Tuberculosis is believed to be present in about 1/3^rd of the world’s population⁶. Active disease following new infection, as well as reactivation of latent tuberculosis, is particularly prevalent in individuals with compromised immune systems such as those HIV positive. In addition, the emergence of drug resistance strains of Mycobacterium tuberculosis has led to the increased pressure on current chemotherapy regimens⁷. Hence there exists, urgent need for the discovery of newer molecules, which may have potential to curb the above mentioned infectious diseases.

3,5-disubstituted 1,2,4-triazole and its derivatives have been reported to posses wide spectrum of activities ranging from anti-bacterials⁸, anti-inflammatory⁹, anti-convulsant¹⁰, antineoplastic¹¹, antimalarial¹², anti-viral¹³, anti-cancer¹⁴, anti-TB¹⁵ and anti-proliferative¹⁶.

Pyridine, a heterocyclic nucleus played a vital role in the development of different medicinal agents and in the field of agrochemicals.

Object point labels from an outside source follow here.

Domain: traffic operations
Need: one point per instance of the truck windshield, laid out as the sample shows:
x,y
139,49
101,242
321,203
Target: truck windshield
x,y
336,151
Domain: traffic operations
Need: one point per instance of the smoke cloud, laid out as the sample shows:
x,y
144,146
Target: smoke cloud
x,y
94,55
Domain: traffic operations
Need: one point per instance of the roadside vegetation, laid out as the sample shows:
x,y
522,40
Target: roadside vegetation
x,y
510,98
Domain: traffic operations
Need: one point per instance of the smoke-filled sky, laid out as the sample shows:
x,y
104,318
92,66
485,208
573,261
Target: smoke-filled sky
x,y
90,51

This nucleus is present in many products such as drugs, vitamins, food, flavorings, plant dyes, adhesives and herbicides¹⁷.

It is seen from the current literature that pyridine congeners are associated with different biological properties like pesticidal^18,19, insecticides²⁰and fungicidal²¹ activity.

In view of the above mentioned facts and in continuation of our interest in the synthesis of nitrogen heterocycles to identify new candidate, that may be value in designing new, potent, selective and less toxic chemotherapeutic agent, we propose herein for the synthesis of some novel derivatives incorporating suitably substituted 1,2,4-triazole moiety with long aliphatic α,ω-dicarboxylic acid of variable lengths.

This combination suggested is an attempt to investigate the influence of such hybridization and structure variation on the anticipated biological activities, hoping the possibility that, the target derivatives might be more efficacious as antimicrobial agents.

OBJECTIVES:

The present investigation includes:

1. Preparation of N-(3-phenoxymethyl-5-mercapto-4H-1,2,4-triazol-4-yl) isonicotinamide nucleus by following literature method.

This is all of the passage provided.